终端航向角与时间约束的迭代再入制导方法

doi:10.12305/j.issn.1001-506X.2026.02.24

系统工程与电子技术 ›› 2026, Vol. 48 ›› Issue (2): 638-651.doi: 10.12305/j.issn.1001-506X.2026.02.24

终端航向角与时间约束的迭代再入制导方法

韩宛汝¹^,², 刘俊辉¹^,²^,*, 单家元¹^,², 王佳楠¹^,²

1. 北京理工大学宇航学院，北京 100081
2. 北京理工大学飞行器动力学与控制教育部重点实验室，北京 100081

收稿日期:2025-01-17 修回日期:2025-02-27 出版日期:2025-06-30 发布日期:2025-06-30
通讯作者: 刘俊辉
作者简介:韩宛汝（2001—），女，硕士研究生，主要研究方向为飞行器导航、制导与控制
单家元（1967—），男，教授，博士，主要研究方向为飞行器导航、制导与控制、系统仿真
王佳楠（1982—），男，教授，博士，主要研究方向为飞行器集群系统协同探测、制导与控制、群体智能与仿真
基金资助:
国家自然科学基金（62103049，62473043，62273043）；北京理工大学青年教师学术启动计划(XSQD-6120220106)资助课题

Iterative reentry guidance method with terminal heading angle and time constraints

Wanru HAN¹^,², Junhui LIU¹^,²^,*, Jiayuan SHAN¹^,², Jianan WANG¹^,²

1. School of Aerospace Engineering，Beijing Institute of Technology，Beijing 100081，China
2. Key Laboratory of Dynamic and Control of Flight Vehicle，Ministry of Education，Beijing Institute of Technology，Beijing 100081，China

Received:2025-01-17 Revised:2025-02-27 Online:2025-06-30 Published:2025-06-30
Contact: Junhui LIU

摘要/Abstract

摘要：

为满足高超声速飞行器中末交班的时间和终端航向角约束，提出一种攻角剖面修正与倾侧反转搜索的迭代再入制导方法。针对滑翔段的时间和航程约束，在纵向平面内设计基于再入走廊边界的双参数插值阻力加速度剖面。将航向角约束转化为侧向平面倾侧反转点的非线性优化问题，设计一种基于模拟退火-序列二次规划混合优化的倾侧反转搜索策略。进一步，为减弱纵向和侧向制导之间的耦合干扰误差，提出攻角剖面可实时修正的预测校正方法来提高制导精度。数值仿真实验验证了算法能严格满足飞行时间、航程、航向角等约束，且制导精度高，任务适应性强。Monte Carlo仿真进一步验证算法对初始状态偏差和过程扰动良好自适应性和鲁棒性。

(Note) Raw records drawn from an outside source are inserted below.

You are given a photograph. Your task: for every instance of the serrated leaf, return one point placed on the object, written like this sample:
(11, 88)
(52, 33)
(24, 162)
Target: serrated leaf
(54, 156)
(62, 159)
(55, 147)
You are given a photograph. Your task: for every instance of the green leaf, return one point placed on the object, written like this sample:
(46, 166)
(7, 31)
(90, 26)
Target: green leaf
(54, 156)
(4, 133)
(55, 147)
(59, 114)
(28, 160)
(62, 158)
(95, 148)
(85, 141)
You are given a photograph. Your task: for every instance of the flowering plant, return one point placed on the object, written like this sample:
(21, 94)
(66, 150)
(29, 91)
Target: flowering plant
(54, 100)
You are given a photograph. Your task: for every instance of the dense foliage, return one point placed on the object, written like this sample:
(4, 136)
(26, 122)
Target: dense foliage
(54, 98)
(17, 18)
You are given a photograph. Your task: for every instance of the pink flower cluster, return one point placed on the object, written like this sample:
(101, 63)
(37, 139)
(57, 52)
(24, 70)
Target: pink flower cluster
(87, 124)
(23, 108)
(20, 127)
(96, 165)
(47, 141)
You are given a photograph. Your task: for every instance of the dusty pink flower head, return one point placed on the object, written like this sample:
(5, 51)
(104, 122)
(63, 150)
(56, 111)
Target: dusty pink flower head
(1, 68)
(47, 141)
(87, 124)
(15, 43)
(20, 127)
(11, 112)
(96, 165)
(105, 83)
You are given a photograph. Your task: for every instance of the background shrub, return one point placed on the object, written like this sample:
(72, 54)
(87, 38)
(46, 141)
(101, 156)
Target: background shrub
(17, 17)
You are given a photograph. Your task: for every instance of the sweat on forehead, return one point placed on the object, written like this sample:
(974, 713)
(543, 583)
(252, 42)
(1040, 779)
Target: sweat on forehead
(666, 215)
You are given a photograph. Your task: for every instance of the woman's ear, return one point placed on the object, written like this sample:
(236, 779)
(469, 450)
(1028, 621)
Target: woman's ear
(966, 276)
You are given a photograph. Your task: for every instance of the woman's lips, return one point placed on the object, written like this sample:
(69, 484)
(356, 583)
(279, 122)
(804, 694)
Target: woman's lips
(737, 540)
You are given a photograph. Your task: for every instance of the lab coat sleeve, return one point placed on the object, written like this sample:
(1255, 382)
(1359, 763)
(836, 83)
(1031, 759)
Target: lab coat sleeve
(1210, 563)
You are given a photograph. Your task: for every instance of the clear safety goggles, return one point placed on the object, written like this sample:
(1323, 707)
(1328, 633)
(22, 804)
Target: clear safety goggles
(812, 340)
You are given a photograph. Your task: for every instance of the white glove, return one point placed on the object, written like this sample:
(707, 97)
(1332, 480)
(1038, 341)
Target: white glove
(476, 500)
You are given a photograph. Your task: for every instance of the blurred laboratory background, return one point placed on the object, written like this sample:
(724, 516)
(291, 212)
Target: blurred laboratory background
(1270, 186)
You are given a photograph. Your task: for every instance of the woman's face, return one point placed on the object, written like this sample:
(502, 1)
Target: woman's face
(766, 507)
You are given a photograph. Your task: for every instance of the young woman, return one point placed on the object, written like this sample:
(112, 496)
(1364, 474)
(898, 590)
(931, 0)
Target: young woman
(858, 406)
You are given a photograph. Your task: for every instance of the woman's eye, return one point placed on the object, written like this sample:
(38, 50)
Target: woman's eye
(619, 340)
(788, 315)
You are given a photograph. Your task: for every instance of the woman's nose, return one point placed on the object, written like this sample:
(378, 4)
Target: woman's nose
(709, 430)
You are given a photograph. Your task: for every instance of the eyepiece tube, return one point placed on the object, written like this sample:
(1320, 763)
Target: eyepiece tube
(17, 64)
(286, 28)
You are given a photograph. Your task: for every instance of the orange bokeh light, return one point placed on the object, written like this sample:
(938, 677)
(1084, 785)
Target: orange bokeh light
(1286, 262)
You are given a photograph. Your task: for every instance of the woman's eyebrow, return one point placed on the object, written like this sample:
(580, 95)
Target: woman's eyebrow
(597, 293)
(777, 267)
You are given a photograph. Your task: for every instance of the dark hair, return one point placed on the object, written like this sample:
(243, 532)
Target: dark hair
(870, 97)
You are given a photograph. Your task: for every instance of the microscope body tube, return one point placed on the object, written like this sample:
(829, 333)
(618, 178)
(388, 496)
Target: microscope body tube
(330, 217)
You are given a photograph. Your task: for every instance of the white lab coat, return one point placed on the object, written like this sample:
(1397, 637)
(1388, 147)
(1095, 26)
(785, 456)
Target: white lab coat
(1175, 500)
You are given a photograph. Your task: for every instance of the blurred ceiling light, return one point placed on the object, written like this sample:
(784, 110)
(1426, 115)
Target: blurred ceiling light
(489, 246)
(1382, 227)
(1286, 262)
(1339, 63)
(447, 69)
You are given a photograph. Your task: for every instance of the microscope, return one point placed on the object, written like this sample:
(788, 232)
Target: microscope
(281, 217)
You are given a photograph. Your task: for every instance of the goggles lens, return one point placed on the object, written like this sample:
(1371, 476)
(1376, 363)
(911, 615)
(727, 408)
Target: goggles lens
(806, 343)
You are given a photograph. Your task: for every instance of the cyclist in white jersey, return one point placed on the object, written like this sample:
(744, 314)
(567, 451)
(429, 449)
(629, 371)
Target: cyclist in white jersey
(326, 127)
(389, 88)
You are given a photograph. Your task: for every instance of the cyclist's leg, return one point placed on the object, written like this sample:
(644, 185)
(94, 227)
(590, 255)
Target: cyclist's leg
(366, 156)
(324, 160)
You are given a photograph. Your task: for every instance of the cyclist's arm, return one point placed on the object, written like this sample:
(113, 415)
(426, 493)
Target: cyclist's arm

关键词: 再入制导, 多约束制导, 侧向制导, 攻角剖面修正

Abstract:

An iterative reentry guidance method based on angle of attack profile correction and bank reversals search is proposed to meet constraints on the time and heading angle of the mid-terminal shift in hypersonic vehicle. To address the time and range constraints of the gliding phase, a dual-parameter drag acceleration profile with corridor-boundary interpolation is designed in the longitudinal-plane. The heading angle constraint is transformed into a nonlinear optimization problem of the lateral-plane bank angle reversal point, and a bank angle reversal search strategy based on simulated annealing-sequential quadratic programming （SA-SQP） hybrid optimization is developed. Furthermore, in order to reduce the coupling interference error between longitudinal and lateral guidance, a predictor-corrector method with real-time correction of the angle of attack profile is proposed to improve the guidance accuracy. Numerical simulation experiments verify that the algorithm can satisfy the constraints of flight time, range, heading angle, etc., and has high guidance accuracy and strong mission adaptability. Monte Carlo simulations further validate the adaptability and robustness of the method against initial state deviations and process disturbances.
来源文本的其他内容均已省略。